In a recent email to a friend, I remarked that she was one of those people who can “truly be remarkably loyal and dependable.” (I won’t recount my comment about the other kind of people.) She very kindly replied that I was “worthy of loyalty.” If you read my blog regularly then you know that I believe that words matter…those words mattered enormously. They mattered both because I hope to be a “loyalty-worthy” person and at the same time winning this particular friend’s loyalty is a valuable achievement…I’m as happy for her to think me loyalty-worthy as I am to have her loyalty.
This led me to realize that a few human relationships must be two-way—dual—or they fail. Loyalty must be met with loyalty-worthiness to be a completed act of loyalty: an intersection of complementary emotions. To attempt to be loyal to a person who is loyalty-UNworthy is sadly misguided; such intended loyalty is only an act of delusion or foolishness or ignorance. Or worse, the target of the loyalty may be guilty of intentional deceit, duplicity, or hypocrisy…on one side, the intended loyalty is pitiable; on the other, the deceit is contemptible. Such a relationship—devotion met with deceit—is still dual: an intersection of conflicting emotions…called “betrayal.”
The same must be true of Trust, Dependence, Faith, Belief…all are devotions or commitments to someone of perceived worth. By definition, they must be two-sided relationships…they are paired, complementary emotions whose participants mirror one another.
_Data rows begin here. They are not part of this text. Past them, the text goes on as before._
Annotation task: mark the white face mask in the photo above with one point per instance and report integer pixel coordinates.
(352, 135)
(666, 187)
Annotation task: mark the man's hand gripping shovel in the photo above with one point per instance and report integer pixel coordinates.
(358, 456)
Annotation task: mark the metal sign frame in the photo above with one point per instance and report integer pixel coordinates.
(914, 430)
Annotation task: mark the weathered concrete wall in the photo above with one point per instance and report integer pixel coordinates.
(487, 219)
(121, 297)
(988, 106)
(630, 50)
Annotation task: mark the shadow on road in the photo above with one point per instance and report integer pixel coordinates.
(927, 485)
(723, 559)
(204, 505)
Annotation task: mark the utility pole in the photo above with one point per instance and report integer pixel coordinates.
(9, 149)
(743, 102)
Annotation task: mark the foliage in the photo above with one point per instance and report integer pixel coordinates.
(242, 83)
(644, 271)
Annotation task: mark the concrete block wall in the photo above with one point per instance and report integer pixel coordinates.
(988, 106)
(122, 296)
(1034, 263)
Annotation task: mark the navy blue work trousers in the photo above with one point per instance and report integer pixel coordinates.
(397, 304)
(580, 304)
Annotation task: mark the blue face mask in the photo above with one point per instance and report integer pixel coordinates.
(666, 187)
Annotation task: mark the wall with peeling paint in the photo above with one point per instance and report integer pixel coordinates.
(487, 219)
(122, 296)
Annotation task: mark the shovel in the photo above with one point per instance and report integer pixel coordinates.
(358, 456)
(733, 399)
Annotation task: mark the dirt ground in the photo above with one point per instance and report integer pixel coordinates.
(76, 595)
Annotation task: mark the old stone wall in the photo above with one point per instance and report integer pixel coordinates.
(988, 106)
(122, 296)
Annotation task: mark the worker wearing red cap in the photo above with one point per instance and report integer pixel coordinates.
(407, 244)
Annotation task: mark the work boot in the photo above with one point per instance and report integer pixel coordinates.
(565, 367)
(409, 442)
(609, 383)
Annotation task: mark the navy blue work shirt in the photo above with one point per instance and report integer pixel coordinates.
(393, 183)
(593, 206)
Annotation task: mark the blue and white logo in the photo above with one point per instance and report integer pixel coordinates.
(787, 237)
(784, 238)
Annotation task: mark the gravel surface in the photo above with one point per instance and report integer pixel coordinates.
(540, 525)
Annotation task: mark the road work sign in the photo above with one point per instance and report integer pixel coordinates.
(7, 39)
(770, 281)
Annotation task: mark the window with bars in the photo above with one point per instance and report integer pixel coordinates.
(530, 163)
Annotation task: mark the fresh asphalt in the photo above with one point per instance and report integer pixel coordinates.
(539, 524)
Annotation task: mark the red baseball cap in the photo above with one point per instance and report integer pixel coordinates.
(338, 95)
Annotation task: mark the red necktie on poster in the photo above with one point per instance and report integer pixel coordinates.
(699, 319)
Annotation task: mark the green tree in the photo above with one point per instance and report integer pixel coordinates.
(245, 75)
And they are all equally vulnerable to betrayal.
But I choose to enjoy and return my friend’s dual compliments to me: her loyalty to me and her belief in me. I’ve known betrayals, but I prefer to enjoy the loyalties, given and received. I could suffer the betrayals all over again and, to quote Shakespeare, “grieve at grievances foregone.” But I choose remembrances of good things past, so “All losses are restor'd and sorrows end.”
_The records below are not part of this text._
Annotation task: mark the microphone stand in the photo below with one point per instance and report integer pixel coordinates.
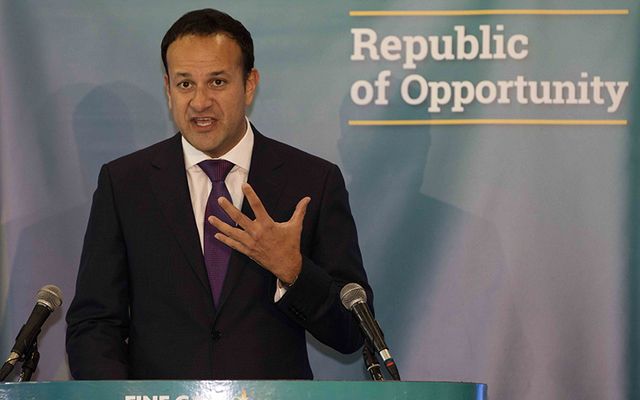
(30, 363)
(371, 361)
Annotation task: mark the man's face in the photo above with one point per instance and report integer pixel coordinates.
(207, 92)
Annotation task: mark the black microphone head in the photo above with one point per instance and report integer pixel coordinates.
(352, 294)
(50, 296)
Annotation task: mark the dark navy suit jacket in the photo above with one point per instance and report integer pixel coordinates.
(143, 307)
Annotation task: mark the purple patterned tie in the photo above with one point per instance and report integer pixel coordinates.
(216, 253)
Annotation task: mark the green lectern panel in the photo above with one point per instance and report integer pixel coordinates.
(241, 390)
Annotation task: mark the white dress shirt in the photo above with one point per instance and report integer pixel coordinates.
(200, 184)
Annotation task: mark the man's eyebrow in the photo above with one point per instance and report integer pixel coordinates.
(188, 74)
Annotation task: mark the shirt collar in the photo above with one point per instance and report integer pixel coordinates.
(240, 154)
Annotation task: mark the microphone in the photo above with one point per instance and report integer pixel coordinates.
(49, 298)
(354, 299)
I love to remember my early summers in Wildwood, NJ, where I worked many years for a very loyalty-worthy man—Sid—and we enjoyed the dual qualities of loyalty. I worked in a boardwalk arcade where tourists played for coupons to claim prizes from the elaborate showcases. I got to know the “regular” customers who visited every night of their vacation and returned summer after summer for the familiarity of the arcade. I remember the night that an older couple, who had been very dedicated annual customers, asked me in hushed tones to “spot them” some extra coupons; their luck was falling short. I remember how scared and angry I was that they would ask me such a thing and put me in such a position. What I thought had been their loyalty to me and to the arcade instantly vanished. “You have one more night to play,” I answered. “Maybe your luck will return.” When I told Sid about their request and how angry I was, he looked at me with a sense of confident wonder. “Don’t worry,” he said. “I’ll take care of it.” At that moment, we each recognized our dual sense of loyalty to each other.
The next night when the couple returned, Sid assigned me some inventory busy-work in the backroom; he handled the couple and their coupons and prizes…I don’t know if they’d been lucky or disappointed that night. I know that Sid and I were very lucky that night…and a dozen more summers that I worked for him.